Studies [95] have shown that the use of domestic cricket or mulberry silkworm pupae can successfully replace poultry meal in the diet of dogs while not showing a negative effect on hematology or blood chemistry. As shown by Klinger et al. [95], insects may be a new source of food for patients with adverse food reactions. The aim of their study was to evaluate the effect of a new commercially available insect (mealworm larvae) protein-based diet on clinical signs in these dogs using the Canine Atopic Dermatitis Index (CADLI), Visual Analog Pruritus Scale (PVAS), and coat quality. A total of 20 dogs with atopic dermatitis due to a previously diagnosed adverse food reaction were enrolled in the study. This food was the only food given to the patients for 2 weeks. The lesion score improved in 12 of the 20 dogs. Only two dogs out of the 15 who completed the study showed a mild worsening of lesions (mean of 1.5 CADLI points). One dog’s skin lesion remained unchanged. The pruritus could be reduced in eight patients but remained unchanged in four dogs. Two more patients worsened slightly and one dramatically worsened. The coat quality was assessed in only 14 dogs. Six out of fourteen dogs showed an improvement in coat quality. The improvement in the assessment of hair lesions and the quality of the hair was significant, but there was no significant change in the assessment of pruritus. Based on these results, it can be concluded that the studied diet based on insect protein might be an interesting alternative for dogs with food intolerance [95].

4. Palatability Tests

Food for companion animals should not only be properly balanced but also tasty. Although the topic of the use of insects in pet food is gaining popularity, there is little reliable research on animal palatability tests. The purpose of these tests is to verify the animals’ nutritional preferences and determine which of the feeds are more preferred by the animal [104]. At the same time, this kind of research is crucial to understanding dog behavior and learning more about how to formulate a diet for dogs. It is well-known that different breeds of dogs have different dietary preferences, e.g., bassets and German shepherd dogs prefer fishmeal to saluki, which mainly choose corn flakes. The studies by Kierończyk et al. [105] analyzed the preferences of a wide population of different breeds of dogs in order to generally verify the suitability of insect attractants. As shown in this study, insects can be as effective in influencing dogs as commercial fodder containing flavor, while providing an additional source of high-quality crude protein and fat [105]. According to research [106], the inclusion of 8, 16, or 24% banded cricket meal in extruded food had no effect on food consumption by dogs [106].
Interestingly, Kowalska et al. [107] showed that a mono-diet based on insect meal can be successfully used in the nutrition of guppy fry. In these studies, the authors assessed the usefulness of insects in the diet of guppies (Poecilia reticulata). The fish had a choice of four attractants: fishmeal, black soldier fly meal, Madagascar cockroach meal, and superworm meal. The conducted research showed that superworm meal was the most preferred attractant by guppies [107]. Other studies assessing the effects of using full-fat BSFL meal as a substitute for fish meal and fish oil in the diet of Siberian sturgeon have shown that it is possible to produce extruded feed with a BSFL content of up to 30% and physical parameters suitable for feeding fish. In addition, an increase in feed acceptance was observed in facilities containing more than 10% and higher BSFL contents. In the groups where the feed contained 5 to 30% BSFL in the diet, the growth of the experimental fish and their feed conversion parameters improved [108].

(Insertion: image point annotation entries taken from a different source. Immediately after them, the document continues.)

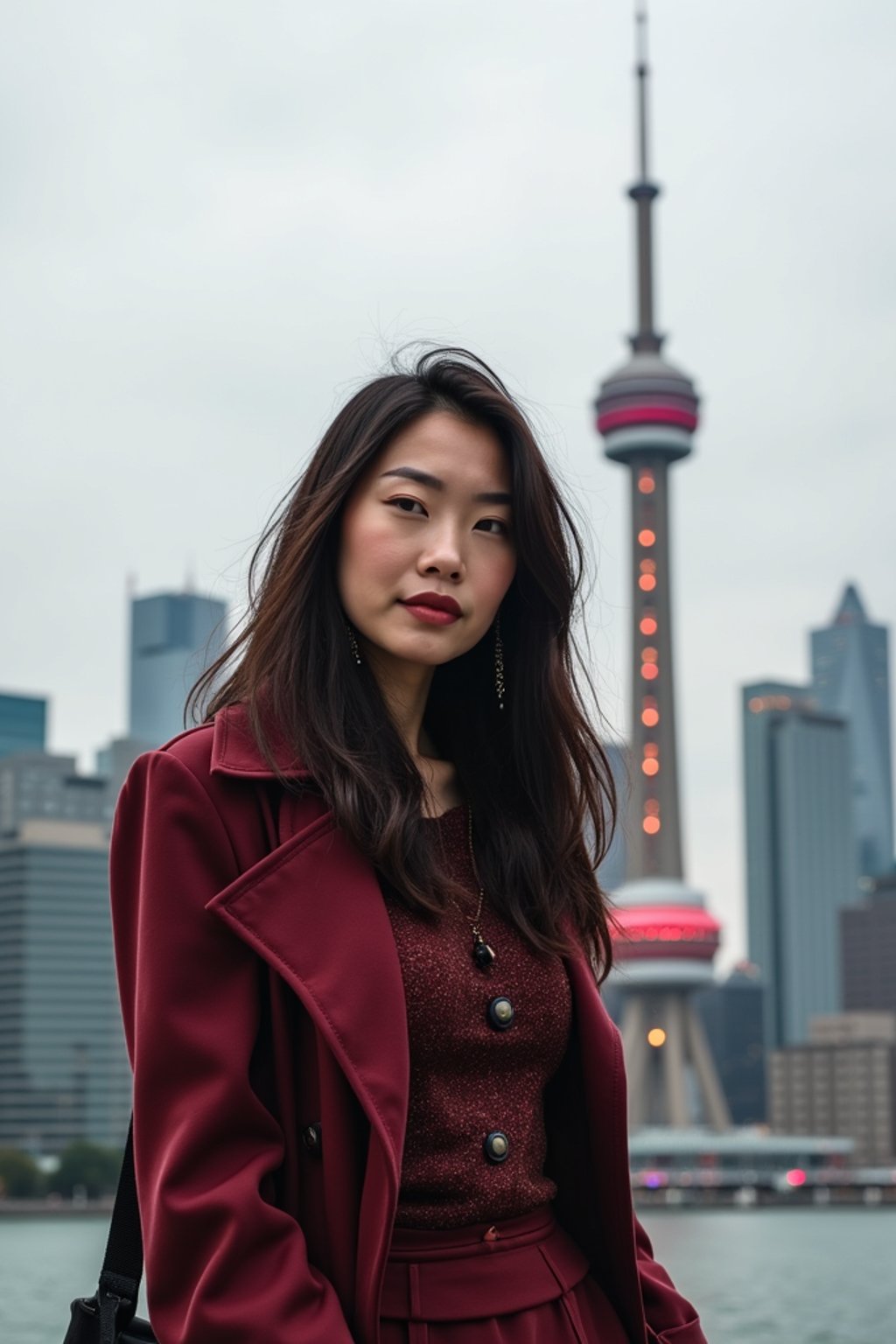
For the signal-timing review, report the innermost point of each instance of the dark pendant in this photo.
(482, 955)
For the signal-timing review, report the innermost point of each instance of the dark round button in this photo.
(312, 1138)
(496, 1146)
(500, 1013)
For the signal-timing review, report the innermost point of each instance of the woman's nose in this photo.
(442, 556)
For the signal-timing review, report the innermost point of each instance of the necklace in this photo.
(482, 953)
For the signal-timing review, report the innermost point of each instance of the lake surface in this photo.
(758, 1276)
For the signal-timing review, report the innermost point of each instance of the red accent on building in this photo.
(650, 932)
(626, 416)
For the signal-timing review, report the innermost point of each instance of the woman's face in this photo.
(426, 546)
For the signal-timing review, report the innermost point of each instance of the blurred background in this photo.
(216, 222)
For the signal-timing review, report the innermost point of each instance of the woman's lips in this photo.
(430, 614)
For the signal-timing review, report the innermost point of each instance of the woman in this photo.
(376, 1095)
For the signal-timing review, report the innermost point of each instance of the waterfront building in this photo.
(868, 948)
(63, 1066)
(37, 784)
(850, 677)
(173, 639)
(843, 1081)
(731, 1012)
(23, 724)
(647, 414)
(801, 855)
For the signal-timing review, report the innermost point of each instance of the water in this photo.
(762, 1276)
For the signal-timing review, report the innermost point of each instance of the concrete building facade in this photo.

5. Acceptance by Consumers

Despite existing literature data on the benefits of selecting insects as a protein source, their acceptance by consumers and animal caregivers remains problematic [109].
Consumer acceptance is a major obstacle to the successful commercialization of insects in western countries. The research by Naranjo-Guevara [110] investigated the factors that influence consumer acceptance. Acceptance among interviewees seems to be influenced by issues similar to those in other European countries, such as visual aspects and the awareness of the benefits. The influence of information on the desire to eat insects is an important result of this study. The data obtained confirm the need to inform and educate consumers about the environmental and health benefits of entomophagy. Successful efforts to implement entomophagy can increase insect food knowledge and inform (or educate) consumers about its benefits [110].
Sungmun et al. [109] conducted a survey of pet caregivers who were aware of and had an intention to purchase insect pet food. The results showed that 89.5% of the survey participants owned pets such as dogs, cats, etc., of which 55.6% knew about this type of pet food. Nearly half (48.5%) of the respondents intended to buy insect-based pet food, while the rest (51.5%) did not. The two main reasons why the respondents decided to buy it were the excellent nutritional value of insects and low allergenicity. The most important reason for refusing the purchase was a strong aversion to insects as food.
Trends in the use of insects in animal feed show that the market for edible insects as animal feed could reach USD 2.386 million by the end of 2029. Some companies are pioneers and have already started processing insects in compound feed and pet food [111]. On the European market, insect-containing food is becoming more and more popular in the nutrition of dogs, especially in those with food allergies. The most commonly used species is BSFL.

6. Hazards

Despite the many advantages of using insects in pet food, it is necessary to analyze the risk of adverse food reactions (AFR), including allergic reactions [112]. An allergy is a hypersensitivity reaction initiated by specific immune mechanisms. The clinical signs of food allergy may affect a variety of organs and systems, including the skin, gut, and respiratory, circulatory, and nervous systems. They can range from mild symptoms of hypersensitivity, such as itching in the mouth, to severe, systemic, and often fatal reactions, such as anaphylactic shock [113]. Food allergies are a common cause of skin disease in companion animals. Skin symptoms in dogs allergic to food may include itching, and erythematous dermatitis of the face, ear canals, armpits, groin, and paws. These symptoms are difficult to distinguish from atopic dermatitis (AD) and can be confused [64].
Research indicates that insects can also be a trigger for food allergies. An allergy related to the consumption of insects may be caused by a primary sensitization or a cross-reaction with another allergen [114].
In a study [64] conducted to investigate the interaction between T. molitor proteins and the immune system of dogs with clinical signs of allergy and allergy to storage mites compared to a group of clinically healthy dogs, no clear correlation was found between allergy to storage mites and the clinical condition of the dogs. In this study, the binding of canine serum IgE to mealworm larvae proteins was confirmed, but the differences between the healthy and allergic dogs were negligible. The results of these studies suggest that mite-allergic dogs may also clinically cross-react with mealworm proteins, so care should be taken in their case when using mealworm larvae as an alternative protein source in their diet.
Other hazards relate to the contamination of insects. For example, crickets can be contaminated with anthropogenic factors during breeding, packaging, cooking, or feeding [20]. Staphylococcus aureus can be used as an indicator of inadequate hygiene treatment. The research of Grabowski and Klein et al. [115] identified bacteria of the genus Staphylococcus spp. in crickets that were purchased at a pet store. Among the tested samples, S. aureus was identified in the species Gryllus bimaculatus (field cricket) [115]. Worryingly, insects may be vectors for antimicrobial resistance (AMR) genes [116,117,118,119].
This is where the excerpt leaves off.